Every so often, company practices raise a hue and cry -- such as when one big box store targeted some male customers based on shopping habits that predicted the men were pregnant. Then the din dies down and corporations go back to what they do best: marketing to us.
One model often used to analyze customer data goes by the name RFM:
- R is for Recent - when did you last shop there?
- F is for Frequency - how often do you shop? and
- M is for Money - how much 'monetary value' do you represent?
A new study published in Marketing Science suggests that a fourth parameter may be important to predicting a customer's lifetime value. The authors of the paper show that binge shoppers buy more over the long run. They call this type of shopper "clumpy" and add C to the old model to create a new RFMC model.
But can we turn that around?
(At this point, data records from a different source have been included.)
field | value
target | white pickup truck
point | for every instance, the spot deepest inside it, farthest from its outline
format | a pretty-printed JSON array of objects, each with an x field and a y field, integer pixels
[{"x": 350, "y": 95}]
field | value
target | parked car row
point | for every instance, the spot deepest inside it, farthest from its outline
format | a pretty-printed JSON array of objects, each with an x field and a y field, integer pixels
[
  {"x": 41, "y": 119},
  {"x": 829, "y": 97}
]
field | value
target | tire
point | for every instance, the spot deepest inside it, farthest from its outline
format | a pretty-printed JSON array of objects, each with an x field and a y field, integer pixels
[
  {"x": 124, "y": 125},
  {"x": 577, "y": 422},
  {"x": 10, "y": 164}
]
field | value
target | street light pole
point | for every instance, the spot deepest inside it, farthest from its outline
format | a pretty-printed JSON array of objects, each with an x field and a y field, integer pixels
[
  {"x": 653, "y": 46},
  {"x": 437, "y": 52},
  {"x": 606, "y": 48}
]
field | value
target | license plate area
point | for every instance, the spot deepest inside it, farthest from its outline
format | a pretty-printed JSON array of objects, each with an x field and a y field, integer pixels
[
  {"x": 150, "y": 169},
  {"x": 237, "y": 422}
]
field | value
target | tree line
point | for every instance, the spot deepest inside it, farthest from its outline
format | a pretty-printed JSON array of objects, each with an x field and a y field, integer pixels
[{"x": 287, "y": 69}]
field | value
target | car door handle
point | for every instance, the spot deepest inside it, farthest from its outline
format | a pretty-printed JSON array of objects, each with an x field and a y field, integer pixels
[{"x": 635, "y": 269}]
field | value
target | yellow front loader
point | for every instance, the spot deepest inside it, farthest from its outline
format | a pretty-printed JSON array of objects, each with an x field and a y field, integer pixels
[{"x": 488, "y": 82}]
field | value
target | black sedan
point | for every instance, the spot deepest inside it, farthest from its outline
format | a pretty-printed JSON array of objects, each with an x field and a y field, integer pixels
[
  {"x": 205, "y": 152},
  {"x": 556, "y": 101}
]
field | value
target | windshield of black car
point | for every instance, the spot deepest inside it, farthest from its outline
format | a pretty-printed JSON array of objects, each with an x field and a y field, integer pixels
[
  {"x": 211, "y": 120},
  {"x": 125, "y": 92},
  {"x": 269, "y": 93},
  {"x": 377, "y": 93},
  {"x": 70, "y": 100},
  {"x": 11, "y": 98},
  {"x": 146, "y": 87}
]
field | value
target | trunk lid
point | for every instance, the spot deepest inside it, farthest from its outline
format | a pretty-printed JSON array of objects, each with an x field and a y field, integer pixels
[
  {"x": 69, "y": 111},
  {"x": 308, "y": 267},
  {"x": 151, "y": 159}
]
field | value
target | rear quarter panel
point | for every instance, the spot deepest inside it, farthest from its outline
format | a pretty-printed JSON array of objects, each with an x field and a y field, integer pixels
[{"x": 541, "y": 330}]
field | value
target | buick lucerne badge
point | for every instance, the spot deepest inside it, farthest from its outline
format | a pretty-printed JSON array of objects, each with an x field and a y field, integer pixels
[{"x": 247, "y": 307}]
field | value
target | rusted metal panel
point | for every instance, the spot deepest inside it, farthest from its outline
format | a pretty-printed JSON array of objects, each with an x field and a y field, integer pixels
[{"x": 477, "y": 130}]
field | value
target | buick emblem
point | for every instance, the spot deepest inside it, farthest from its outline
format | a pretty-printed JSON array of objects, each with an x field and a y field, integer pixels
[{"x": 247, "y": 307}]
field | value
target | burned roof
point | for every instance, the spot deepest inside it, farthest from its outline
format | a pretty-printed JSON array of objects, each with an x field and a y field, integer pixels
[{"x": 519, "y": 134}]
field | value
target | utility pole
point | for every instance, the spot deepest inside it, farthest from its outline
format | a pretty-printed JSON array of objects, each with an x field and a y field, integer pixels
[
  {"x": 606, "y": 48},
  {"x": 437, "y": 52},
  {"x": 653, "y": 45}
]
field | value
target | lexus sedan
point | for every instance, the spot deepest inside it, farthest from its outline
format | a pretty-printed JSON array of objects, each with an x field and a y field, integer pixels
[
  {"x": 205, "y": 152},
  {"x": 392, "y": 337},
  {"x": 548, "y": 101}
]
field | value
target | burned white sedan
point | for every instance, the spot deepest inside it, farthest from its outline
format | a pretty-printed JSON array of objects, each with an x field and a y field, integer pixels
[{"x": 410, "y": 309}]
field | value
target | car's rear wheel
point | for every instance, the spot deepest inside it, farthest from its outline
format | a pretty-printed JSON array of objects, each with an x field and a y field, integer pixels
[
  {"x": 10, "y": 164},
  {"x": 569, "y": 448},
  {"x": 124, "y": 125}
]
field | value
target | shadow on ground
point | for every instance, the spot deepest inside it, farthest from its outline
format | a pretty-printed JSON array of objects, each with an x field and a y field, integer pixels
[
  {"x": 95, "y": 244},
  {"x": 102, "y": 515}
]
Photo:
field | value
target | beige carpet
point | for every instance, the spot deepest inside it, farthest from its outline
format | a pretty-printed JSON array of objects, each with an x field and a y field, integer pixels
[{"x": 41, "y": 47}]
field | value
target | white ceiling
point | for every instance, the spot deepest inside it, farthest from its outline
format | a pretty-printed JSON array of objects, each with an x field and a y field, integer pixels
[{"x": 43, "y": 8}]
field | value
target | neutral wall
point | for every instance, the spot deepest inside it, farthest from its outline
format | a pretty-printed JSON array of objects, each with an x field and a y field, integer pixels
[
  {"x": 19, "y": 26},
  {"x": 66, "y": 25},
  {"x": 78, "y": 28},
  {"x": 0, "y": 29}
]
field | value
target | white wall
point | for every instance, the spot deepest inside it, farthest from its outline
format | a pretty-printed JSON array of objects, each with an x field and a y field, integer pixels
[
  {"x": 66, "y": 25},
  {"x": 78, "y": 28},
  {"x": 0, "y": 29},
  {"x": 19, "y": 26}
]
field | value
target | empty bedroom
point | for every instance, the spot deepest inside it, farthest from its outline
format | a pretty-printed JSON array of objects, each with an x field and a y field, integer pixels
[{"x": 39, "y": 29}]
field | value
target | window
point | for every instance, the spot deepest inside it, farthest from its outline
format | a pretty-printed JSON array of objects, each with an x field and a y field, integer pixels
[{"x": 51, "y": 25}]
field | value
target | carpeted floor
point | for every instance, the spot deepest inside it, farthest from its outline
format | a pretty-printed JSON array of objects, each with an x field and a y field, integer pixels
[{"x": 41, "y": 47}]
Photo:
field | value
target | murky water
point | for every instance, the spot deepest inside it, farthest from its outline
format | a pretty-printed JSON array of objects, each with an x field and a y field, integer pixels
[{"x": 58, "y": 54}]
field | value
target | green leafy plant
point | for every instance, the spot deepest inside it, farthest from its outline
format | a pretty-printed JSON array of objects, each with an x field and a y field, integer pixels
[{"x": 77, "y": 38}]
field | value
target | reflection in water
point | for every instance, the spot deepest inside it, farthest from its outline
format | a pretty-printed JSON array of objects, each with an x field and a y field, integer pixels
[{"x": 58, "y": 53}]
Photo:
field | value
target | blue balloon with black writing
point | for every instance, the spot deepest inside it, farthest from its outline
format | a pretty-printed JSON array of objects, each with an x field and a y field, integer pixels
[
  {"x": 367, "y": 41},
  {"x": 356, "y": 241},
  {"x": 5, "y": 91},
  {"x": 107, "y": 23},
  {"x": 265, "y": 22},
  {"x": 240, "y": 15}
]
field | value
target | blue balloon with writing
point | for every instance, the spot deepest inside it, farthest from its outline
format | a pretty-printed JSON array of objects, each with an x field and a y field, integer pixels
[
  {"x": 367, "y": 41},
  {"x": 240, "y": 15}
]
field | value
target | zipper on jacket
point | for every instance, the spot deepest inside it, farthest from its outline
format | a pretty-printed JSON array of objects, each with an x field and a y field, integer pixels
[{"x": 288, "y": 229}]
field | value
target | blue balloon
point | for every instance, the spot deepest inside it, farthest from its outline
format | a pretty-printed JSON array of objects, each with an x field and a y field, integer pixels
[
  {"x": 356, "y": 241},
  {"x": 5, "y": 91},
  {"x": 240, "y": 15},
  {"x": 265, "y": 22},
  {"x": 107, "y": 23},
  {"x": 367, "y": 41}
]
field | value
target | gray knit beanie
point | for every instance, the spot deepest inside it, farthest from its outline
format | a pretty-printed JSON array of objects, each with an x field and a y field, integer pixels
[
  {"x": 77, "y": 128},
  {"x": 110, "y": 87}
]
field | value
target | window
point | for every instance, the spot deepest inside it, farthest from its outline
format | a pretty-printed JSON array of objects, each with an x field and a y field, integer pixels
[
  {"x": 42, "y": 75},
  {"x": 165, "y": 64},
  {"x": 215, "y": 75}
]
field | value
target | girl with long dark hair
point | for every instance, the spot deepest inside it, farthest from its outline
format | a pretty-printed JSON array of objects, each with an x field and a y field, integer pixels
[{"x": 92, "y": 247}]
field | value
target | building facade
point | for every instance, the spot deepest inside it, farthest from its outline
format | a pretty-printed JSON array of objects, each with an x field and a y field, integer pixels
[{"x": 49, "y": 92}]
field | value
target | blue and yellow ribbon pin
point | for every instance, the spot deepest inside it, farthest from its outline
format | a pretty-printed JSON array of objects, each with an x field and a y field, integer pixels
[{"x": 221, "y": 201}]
If the science proves that binge consumers are better customers, it makes sense to curb our binge behavior if we want to manage our resources more carefully -- both to save money and to reduce our footprint on the planetary systems.
This also means the binge shoppers are the ones who can make the easiest improvements to reduce consumerism. We all know that binging-regret feeling and recognize that binging usually does not represent smart shopping. Studies show that creating an online shopping list by pinning your wants can give you the same consumer rush that buying the product does -- and that most people who pin their wish list don't ultimately buy those products, or regret not having them.
So don't let them trick you into buying stuff you don't need. Use the marketer's science to make marketing fail. Keep your R, F, M and C all low.